Slowness issue

Incident Report for Kili

Postmortem

US Cloud Production Issue – October 15-16, 2025

Summary:

On October 15, 2025, at approximately 4:20 PM UTC, the US cloud platform became almost unavailable due to Redis service overload caused by badly managed big batch deletions of assets. The incident was declared at 6:01 PM UTC and customer impact ended by 6:19 AM UTC on October 16. The issue was fully resolved and closed on October 17, 8:08 AM UTC.

Incident Timeline:

Incident Detection & Customer Impact Start

  • Time: October 15, 4:20 PM UTC
  • Description: US cloud became almost unavailable due to Redis overload

Incident Declaration

  • Time: October 15, 6:01 PM UTC
  • Description: Incident published on the Status Page

Stable State Achieved

  • Time: October 16, 6:19 AM UTC
  • Description: Customer impact ended and stability was restored. The time to mitigate was 12 hours and 23 minutes.

Incident Resolution

  • Time: October 17, 8:08 AM UTC
  • Description: The incident was officially marked as resolved. Time to resolution: 38 hours and 12 minutes.

End-User Impact:

Users experienced US cloud being almost unavailable for a total of 13 hours and 59 minutes, from October 15, 4:20 PM UTC to October 16, 6:19 AM UTC. This primarily impacted workflow V1 projects.

What caused the incident?

The US cloud was almost unavailable because our Redis service was overloaded. This was caused by big batch deletions of assets that were badly managed on our side, causing too many commands to be sent to Redis during big batch deletion of assets. Additionally, our PostgreSQL database was also impacted by these big batches of deletion due to very long transactions.

Corrective elements put in place to ensure that this does not happen again:

Immediate mitigation: Services were stabilized to restore normal operations

Long-term mitigations:

  • Better cleaning of project queues list + filtering of assets before cleaning the queues to limit the number of commands sent to Redis
  • Ensuring that big batches of deletion are done in small chunks, each properly managed in separate transactions

We sincerely apologize for the inconvenience caused by this incident and its impact.

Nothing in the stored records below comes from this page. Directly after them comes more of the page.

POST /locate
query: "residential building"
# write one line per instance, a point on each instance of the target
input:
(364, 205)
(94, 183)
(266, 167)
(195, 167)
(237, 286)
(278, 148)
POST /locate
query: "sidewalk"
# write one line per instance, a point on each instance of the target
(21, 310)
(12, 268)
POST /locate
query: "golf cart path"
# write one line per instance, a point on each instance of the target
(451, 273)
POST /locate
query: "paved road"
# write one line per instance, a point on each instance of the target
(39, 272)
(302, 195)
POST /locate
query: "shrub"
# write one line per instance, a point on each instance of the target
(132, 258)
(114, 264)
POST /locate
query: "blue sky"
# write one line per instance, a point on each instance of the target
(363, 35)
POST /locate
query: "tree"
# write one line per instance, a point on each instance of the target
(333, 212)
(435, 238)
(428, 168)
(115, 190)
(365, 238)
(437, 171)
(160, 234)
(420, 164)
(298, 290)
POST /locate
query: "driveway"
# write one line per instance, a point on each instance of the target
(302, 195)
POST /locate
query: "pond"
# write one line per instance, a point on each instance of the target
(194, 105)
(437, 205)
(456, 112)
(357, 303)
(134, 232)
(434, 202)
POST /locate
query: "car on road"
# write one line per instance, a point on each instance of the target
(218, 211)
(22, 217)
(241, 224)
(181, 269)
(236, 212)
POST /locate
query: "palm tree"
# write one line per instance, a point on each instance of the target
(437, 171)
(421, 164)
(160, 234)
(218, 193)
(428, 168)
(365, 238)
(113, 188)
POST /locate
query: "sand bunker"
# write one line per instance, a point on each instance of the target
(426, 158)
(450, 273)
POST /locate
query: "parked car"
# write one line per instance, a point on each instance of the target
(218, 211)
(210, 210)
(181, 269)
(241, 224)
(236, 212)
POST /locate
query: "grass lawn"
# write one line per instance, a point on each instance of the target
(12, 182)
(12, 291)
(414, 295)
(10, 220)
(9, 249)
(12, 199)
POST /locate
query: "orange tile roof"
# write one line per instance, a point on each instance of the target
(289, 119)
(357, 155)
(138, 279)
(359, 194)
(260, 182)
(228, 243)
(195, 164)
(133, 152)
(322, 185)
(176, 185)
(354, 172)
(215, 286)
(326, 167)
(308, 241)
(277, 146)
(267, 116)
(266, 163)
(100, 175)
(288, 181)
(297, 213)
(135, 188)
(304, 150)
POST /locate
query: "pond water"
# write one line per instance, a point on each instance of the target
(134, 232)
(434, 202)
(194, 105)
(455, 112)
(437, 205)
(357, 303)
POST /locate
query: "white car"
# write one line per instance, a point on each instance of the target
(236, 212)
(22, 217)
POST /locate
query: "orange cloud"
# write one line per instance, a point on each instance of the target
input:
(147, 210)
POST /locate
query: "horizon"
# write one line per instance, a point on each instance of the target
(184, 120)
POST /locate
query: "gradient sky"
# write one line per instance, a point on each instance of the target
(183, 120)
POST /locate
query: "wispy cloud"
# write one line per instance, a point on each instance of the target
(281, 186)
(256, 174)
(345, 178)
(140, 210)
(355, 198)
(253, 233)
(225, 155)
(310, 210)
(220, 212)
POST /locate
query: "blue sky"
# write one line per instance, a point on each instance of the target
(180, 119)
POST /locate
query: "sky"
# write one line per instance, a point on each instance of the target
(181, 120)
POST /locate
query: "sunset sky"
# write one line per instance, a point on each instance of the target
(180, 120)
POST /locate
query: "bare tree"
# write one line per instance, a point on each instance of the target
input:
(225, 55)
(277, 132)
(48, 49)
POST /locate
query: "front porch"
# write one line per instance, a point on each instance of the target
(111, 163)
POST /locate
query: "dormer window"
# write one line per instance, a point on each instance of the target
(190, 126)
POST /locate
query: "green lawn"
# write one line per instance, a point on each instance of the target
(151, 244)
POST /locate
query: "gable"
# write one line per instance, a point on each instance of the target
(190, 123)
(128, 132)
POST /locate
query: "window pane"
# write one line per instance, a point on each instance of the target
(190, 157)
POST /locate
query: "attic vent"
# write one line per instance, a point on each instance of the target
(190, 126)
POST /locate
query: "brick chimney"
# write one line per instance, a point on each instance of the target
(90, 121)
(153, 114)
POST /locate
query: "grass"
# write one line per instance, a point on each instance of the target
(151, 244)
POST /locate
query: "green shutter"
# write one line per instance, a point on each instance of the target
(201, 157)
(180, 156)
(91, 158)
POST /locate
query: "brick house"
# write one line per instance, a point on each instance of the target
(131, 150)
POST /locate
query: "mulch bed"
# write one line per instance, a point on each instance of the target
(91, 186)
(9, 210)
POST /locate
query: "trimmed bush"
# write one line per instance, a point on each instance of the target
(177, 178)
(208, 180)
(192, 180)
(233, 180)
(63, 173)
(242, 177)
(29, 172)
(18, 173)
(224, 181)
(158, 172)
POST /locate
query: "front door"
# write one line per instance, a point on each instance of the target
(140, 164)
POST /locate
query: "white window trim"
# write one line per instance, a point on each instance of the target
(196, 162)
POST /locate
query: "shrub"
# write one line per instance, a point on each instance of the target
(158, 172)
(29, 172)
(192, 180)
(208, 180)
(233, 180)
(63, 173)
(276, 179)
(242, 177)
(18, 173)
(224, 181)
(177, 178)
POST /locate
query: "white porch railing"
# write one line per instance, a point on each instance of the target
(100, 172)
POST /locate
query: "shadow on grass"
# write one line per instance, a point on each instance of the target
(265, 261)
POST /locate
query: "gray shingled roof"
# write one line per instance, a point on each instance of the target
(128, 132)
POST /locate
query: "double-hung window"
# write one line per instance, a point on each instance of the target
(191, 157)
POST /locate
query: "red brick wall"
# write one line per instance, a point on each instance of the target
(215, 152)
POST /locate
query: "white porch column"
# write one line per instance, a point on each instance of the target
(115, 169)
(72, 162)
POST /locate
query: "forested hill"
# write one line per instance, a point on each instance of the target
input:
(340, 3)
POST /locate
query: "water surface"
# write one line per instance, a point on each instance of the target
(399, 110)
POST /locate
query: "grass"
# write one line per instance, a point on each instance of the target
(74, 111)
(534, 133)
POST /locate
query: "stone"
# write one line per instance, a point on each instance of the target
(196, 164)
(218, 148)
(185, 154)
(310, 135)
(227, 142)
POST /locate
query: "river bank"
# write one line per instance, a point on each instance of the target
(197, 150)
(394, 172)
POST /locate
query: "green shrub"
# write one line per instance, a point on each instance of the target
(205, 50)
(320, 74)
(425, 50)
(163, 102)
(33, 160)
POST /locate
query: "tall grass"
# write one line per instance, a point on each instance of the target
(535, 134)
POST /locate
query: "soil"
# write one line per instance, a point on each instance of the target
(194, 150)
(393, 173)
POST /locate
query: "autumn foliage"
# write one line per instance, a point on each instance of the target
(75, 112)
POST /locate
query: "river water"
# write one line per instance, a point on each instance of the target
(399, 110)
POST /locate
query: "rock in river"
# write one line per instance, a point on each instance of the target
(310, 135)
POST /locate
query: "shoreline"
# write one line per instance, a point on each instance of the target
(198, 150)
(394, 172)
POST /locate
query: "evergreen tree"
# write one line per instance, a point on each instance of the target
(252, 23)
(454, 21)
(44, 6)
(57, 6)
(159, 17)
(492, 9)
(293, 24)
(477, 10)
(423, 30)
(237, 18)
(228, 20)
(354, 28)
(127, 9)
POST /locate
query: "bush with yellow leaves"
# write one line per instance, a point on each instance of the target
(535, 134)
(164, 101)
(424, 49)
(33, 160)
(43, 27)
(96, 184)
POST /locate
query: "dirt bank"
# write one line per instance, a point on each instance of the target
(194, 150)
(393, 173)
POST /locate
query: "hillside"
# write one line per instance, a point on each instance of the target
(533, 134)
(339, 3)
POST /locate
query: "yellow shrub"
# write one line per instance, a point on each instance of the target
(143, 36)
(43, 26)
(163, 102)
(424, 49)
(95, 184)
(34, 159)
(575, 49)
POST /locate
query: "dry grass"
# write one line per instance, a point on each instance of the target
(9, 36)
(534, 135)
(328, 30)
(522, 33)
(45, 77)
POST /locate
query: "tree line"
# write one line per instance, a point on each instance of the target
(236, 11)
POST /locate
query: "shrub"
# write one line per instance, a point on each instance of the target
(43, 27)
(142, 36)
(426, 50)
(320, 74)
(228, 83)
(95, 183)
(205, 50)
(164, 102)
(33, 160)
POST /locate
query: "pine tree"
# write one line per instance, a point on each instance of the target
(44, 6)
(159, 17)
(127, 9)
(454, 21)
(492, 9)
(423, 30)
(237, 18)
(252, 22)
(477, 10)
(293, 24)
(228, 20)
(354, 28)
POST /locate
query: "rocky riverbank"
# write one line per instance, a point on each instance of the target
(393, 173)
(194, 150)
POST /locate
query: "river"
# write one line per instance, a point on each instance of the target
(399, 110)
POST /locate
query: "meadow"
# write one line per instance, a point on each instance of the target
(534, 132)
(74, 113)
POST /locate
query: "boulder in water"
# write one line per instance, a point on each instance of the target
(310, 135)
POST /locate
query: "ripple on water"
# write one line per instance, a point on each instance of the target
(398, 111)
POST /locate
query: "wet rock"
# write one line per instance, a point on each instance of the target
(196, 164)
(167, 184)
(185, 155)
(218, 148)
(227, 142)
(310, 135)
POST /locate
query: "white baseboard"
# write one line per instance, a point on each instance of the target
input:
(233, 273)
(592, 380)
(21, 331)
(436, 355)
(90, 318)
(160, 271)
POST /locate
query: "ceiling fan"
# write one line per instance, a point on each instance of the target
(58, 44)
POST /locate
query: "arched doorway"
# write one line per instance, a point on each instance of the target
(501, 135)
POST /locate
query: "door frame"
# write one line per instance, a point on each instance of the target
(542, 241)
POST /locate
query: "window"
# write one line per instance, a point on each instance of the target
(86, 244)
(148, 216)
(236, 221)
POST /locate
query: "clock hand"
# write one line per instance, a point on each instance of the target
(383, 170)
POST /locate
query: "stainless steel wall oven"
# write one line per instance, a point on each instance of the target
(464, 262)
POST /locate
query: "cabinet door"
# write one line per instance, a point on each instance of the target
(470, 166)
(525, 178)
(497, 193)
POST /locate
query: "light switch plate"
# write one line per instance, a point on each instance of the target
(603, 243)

Thank you for your patience and continued trust.

The Kili Team

Posted Oct 20, 2025 - 15:08 UTC

Resolved

Dear users,

The issue affecting our services has been successfully resolved. All systems are now back to normal operation.

We apologize for any inconvenience caused and appreciate your patience during this time.

Our team will share a comprehensive post-mortem report in the coming days to provide more details on the incident and our preventive actions.

If you experience any further issues, please contact our support team at support@kili-technology.com

Sincerely,

Kili Team
Posted Oct 17, 2025 - 08:01 UTC

Monitoring

Dear users,

We have implemented a first fix for the issue affecting our services and are currently monitoring the situation to ensure full recovery.
A second fix will be implemented this afternoon to resolve the problem fully.

We will provide a final update once we confirm that everything is stable.

Thank you for your patience and understanding.

Sincerely,
The Kili Team
Posted Oct 16, 2025 - 10:35 UTC

Update

Dear users,

We are currently experiencing an issue that is impacting our platform's performance. Our team is actively investigating the root cause and working to resolve it as quickly as possible.

We will provide further updates on our status page https://status.kili-technology.com/.

Thank you for your patience and understanding.

Sincerely,

Kili Team
Posted Oct 16, 2025 - 07:45 UTC

Investigating

We are currently investigating this issue.
Posted Oct 15, 2025 - 18:01 UTC
This incident affected: US (US - Kili API, US - Kili Frontend).